Originally Posted by *Carrruth* 
Wrap conversion slings are especially comfortable.


What are these?


----------



## IdentityCrisisMama (May 12, 2003)

Quote:


Originally Posted by *nervousnelle* 
Sakura Bloom Simple Silk. No doubt about it.









These are beautiful! Does the silk not slip thought? Like on the shoulder or the baby slips down when sleeping? I always associate silk with slipperiness and things like cotton (Maya Wrap) type fabric with "staying put" - a feature I think is very important in a sling.


----------



## babygrey (Jan 12, 2010)

Quote:


Originally Posted by *bwaybaby918* 
I really love my Maya Wrap sling

LOVE my Maya. Not only for functionality, but also bc it was affordable and it is incredibly durable- my 17mo uses it all the time still and it is no worse for the wear.

It totally depends on you, tho, and your personal comfort and body and preferences. I agree w/ what a pp poster said about seeing if you can try some out first, or at least get them from somewhere w/ a good return policy. I ended up w/ a pile of slings/pockets/wraps that I ended up selling on CL bc they didn't work w/ my real baby in them.


----------



## chattyprincess (Feb 24, 2009)

Quote:


Originally Posted by *IdentityCrisisMama* 
These are beautiful! Does the silk not slip thought? Like on the shoulder or the baby slips down when sleeping? I always associate silk with slipperiness and things like cotton (Maya Wrap) type fabric with "staying put" - a feature I think is very important in a sling.
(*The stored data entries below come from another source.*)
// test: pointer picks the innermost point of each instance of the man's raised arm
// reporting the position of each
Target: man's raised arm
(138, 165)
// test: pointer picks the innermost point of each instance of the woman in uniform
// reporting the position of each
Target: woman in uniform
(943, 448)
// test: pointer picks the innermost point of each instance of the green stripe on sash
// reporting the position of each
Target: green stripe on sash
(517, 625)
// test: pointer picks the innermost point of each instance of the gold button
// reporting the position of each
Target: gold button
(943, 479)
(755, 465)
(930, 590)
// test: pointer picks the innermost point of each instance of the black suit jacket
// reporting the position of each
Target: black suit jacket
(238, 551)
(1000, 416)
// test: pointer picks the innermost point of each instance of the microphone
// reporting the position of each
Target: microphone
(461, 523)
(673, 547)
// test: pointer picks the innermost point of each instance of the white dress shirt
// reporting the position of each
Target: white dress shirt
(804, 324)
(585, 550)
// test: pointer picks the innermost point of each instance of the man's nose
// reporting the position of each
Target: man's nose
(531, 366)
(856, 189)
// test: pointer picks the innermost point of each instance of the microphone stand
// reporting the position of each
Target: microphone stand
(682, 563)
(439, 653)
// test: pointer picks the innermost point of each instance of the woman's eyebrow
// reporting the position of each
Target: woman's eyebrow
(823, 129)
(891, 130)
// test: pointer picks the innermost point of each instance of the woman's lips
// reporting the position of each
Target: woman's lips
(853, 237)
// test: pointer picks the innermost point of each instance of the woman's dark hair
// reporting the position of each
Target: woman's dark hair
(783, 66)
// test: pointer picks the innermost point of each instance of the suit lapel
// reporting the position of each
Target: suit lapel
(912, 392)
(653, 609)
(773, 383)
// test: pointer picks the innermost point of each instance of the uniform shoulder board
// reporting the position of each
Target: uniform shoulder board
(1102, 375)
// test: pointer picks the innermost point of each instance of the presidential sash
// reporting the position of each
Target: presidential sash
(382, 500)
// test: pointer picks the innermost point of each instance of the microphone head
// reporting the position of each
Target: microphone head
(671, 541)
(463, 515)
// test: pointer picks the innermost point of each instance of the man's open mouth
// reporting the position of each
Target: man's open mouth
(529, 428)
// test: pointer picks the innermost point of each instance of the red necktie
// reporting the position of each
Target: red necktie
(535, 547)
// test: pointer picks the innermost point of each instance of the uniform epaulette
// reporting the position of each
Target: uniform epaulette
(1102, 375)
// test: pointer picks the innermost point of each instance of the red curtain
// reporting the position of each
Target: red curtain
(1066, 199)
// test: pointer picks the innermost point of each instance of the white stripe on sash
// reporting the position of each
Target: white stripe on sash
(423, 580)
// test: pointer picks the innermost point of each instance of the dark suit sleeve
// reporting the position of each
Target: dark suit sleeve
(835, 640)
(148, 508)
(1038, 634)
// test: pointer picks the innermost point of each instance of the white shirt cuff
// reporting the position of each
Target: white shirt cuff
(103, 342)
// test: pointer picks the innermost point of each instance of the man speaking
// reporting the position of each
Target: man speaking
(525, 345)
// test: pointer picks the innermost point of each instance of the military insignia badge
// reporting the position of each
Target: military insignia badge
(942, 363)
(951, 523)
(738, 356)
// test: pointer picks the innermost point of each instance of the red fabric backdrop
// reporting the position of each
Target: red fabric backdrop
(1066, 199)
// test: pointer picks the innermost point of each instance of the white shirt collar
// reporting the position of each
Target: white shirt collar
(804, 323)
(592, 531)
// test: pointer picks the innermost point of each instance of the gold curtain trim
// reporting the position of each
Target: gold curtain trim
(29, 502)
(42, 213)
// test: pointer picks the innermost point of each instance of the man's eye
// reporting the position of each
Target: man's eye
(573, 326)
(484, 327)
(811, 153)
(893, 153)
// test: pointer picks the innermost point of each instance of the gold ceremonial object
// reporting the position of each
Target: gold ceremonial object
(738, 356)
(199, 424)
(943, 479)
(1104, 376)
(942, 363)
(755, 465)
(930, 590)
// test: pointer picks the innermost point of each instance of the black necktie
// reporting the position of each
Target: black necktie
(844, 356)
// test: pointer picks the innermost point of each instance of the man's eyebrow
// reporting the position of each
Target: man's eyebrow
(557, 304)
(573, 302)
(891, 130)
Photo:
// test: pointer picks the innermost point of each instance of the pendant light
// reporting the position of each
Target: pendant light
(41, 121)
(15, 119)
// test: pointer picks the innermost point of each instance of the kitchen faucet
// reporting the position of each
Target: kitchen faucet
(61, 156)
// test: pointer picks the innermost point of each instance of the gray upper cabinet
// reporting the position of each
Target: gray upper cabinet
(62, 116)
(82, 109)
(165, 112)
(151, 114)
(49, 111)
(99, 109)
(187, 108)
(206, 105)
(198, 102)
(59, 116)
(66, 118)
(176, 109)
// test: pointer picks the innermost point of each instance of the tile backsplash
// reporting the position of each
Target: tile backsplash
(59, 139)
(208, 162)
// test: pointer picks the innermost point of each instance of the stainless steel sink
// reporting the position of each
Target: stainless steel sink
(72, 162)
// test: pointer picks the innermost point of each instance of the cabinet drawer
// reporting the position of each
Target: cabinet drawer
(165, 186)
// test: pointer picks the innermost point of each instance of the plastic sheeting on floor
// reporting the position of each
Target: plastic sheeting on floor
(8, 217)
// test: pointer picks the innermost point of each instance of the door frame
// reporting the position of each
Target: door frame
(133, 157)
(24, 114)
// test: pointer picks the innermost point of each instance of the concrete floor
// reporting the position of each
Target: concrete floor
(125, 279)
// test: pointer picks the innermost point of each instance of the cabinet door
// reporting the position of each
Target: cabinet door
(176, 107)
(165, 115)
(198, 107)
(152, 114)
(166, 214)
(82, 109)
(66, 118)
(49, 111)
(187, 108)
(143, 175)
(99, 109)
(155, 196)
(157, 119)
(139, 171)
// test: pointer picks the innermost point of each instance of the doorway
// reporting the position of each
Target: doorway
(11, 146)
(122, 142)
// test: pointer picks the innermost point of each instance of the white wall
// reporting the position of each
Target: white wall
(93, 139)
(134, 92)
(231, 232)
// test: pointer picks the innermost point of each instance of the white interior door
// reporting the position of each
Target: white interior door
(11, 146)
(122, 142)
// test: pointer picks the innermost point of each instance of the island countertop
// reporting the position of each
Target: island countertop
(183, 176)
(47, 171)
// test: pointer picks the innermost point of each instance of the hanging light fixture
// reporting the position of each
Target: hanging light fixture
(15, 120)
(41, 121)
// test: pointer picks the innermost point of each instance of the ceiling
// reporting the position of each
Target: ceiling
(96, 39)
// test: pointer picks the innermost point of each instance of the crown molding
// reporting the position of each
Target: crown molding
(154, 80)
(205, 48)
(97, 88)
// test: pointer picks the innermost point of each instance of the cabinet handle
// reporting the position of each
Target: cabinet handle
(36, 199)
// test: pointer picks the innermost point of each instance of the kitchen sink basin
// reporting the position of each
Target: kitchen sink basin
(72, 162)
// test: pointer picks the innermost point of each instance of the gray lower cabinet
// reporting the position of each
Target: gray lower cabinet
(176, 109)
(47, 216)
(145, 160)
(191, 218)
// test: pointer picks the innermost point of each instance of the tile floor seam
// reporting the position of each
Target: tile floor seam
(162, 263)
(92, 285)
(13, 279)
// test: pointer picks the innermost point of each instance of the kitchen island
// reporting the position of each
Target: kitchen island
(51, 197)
Actually the type of silk sakura bloom uses is a duponi silk that is not slippery (I think your thinking like a really slippery satiny type material?) it is a "rougher" raw silk that has many little catches in the fabric and actually makes it one of the best materials for ring slings because it does NOT slip.
http://www.sakurabloom.com/pages/Linen-vs.-Silk.html


----------